Relevance scoring model
Each role is scored 1–10 at ingestion using a weighted keyword model applied to title, company, and location.
| Signal Category | Weight | Examples | |---|---|---| | Target payer company match | +3 | Humana, UnitedHealth, CareFirst, ElevanceHealth | | IT / consulting company match | +2 / +1 | Inovalon, Guidehouse, Deloitte | | Core role keywords | +2 | PMO, program management, portfolio | | Target industry keywords | +2 | Healthcare, health plan, payer, managed care | | Tools & methods | +1 / +2 | ServiceNow, Power BI, SAFe, governance | | Location match (MD/DC/VA/remote) | +1 | Maryland, Bethesda, Remote | | Wrong industry / seniority mismatch | -2 to -4 | Construction, retail, junior, coordinator | | Active security clearance required | Auto-excluded | TS/SCI required, active Top Secret | | Clearance sponsorship available | Retained as "Can Obtain" | Ability to obtain, clearance upon hire |
LinkedIn search architecture
LinkedIn's guest API rate-limits aggressively when company names appear in keywords. The plan was revised to use 13 role-type searches (no company names in keywords) with payer companies surfaced via the scoring model instead.

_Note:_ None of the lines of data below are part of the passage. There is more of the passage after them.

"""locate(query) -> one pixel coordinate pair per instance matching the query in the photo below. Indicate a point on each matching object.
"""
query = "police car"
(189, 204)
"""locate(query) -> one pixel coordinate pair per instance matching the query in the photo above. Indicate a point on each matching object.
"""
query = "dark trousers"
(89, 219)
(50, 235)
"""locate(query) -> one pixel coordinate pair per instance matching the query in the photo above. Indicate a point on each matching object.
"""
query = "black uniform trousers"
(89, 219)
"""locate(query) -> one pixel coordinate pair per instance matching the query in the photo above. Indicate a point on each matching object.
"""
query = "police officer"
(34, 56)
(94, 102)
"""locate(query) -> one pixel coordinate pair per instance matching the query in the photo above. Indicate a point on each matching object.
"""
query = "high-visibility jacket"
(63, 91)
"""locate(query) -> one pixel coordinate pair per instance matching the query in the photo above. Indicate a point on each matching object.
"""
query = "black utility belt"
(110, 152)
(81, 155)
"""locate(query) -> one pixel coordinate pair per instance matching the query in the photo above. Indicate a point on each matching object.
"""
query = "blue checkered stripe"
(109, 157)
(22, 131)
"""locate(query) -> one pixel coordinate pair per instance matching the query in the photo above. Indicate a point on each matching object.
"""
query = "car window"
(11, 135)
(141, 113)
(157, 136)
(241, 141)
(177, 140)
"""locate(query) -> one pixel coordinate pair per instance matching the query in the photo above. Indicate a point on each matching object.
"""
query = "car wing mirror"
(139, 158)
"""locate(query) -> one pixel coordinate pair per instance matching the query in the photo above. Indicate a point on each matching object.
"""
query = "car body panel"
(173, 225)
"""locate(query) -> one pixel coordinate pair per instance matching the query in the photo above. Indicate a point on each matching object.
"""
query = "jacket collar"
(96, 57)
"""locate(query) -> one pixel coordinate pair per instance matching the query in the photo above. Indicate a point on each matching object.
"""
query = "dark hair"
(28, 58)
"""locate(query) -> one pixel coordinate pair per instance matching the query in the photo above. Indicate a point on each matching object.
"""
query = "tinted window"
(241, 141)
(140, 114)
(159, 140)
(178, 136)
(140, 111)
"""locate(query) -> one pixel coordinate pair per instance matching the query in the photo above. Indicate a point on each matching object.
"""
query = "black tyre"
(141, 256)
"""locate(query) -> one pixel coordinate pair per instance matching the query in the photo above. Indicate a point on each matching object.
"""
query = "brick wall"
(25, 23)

- 8 primary searches: PMO, Director, AI Program Manager, Healthcare IT, ServiceNow, VP PMO, Digital Transformation, Health Plan
- 5 supplemental searches: Senior Project Manager IT, Health Plan Program Director, Managed Care IT, Portfolio Governance Director, Program Director Federal Healthcare
- All searches scoped to Senior IC, Manager, Director levels
- Each search fetches 2 pages (50 results) — twice daily
Tracker architecture
Six-tab Excel workbook:
- Job Tracker — all sourced and manually added roles (19 columns)

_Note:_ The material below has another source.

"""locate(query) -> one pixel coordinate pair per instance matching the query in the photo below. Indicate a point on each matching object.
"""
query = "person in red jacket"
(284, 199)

- Applied — Pre Apr 28 — 595 historical applications imported, color-coded by status
- Dashboard — pipeline summary
- Search Log — timestamped record of every run
- How To Use — reference guide
- Manual Check — 17 target companies not covered by APIs
Live working file lives in ~/Documents/; auto-mirrored to OneDrive post-run via shutil.copy2 to avoid OneDrive sync conflicts overwriting script output.
Quantified value
Time saved: 60–90 min/day → 15–20 min/day. Roughly 5 hours/week redirected to applications and interview prep.

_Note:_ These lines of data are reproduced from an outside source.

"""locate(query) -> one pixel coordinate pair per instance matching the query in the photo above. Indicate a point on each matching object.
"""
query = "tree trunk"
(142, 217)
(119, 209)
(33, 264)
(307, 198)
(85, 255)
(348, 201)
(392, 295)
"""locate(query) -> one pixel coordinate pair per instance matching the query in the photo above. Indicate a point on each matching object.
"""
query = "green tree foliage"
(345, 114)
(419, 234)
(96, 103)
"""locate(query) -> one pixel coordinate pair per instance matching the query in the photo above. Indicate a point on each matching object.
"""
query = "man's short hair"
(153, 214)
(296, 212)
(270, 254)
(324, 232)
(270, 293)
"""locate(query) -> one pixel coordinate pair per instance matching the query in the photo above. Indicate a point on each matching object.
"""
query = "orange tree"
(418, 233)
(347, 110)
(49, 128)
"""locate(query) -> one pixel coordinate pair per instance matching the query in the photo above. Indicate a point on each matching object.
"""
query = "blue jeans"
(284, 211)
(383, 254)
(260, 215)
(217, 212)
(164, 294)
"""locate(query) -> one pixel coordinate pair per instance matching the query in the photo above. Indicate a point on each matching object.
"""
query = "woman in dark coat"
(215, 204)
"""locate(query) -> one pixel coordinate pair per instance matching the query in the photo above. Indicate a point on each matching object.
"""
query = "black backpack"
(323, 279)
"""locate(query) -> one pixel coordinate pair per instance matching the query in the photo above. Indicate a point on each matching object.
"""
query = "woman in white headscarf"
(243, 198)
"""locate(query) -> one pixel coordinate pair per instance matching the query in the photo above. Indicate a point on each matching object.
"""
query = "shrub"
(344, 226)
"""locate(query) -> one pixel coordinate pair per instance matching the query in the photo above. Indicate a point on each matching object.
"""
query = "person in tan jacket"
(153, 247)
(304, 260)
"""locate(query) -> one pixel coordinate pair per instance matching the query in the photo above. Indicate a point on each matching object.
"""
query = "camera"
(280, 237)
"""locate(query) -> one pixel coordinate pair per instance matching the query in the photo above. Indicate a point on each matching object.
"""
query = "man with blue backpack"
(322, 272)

Key metrics (as of May 5, 2026):
- 569+ roles in active tracker
- 595 historical applications imported
- 4 sources running daily
- 13 LinkedIn searches active
- Up to 1,300 LinkedIn role checks per day
- Largest single run: 276 new roles
- Build time: 2 days
- Ongoing maintenance: ~15 min/week
Key insight
The system's resilience came from its modularity. Each source is an independent function. Swapping Indeed for RemoteOK required changing two functions and a config block — the rest of the pipeline was untouched. This is the design principle that made rapid iteration possible — and it's the same principle that makes a portfolio governance operating model survive contact with reality.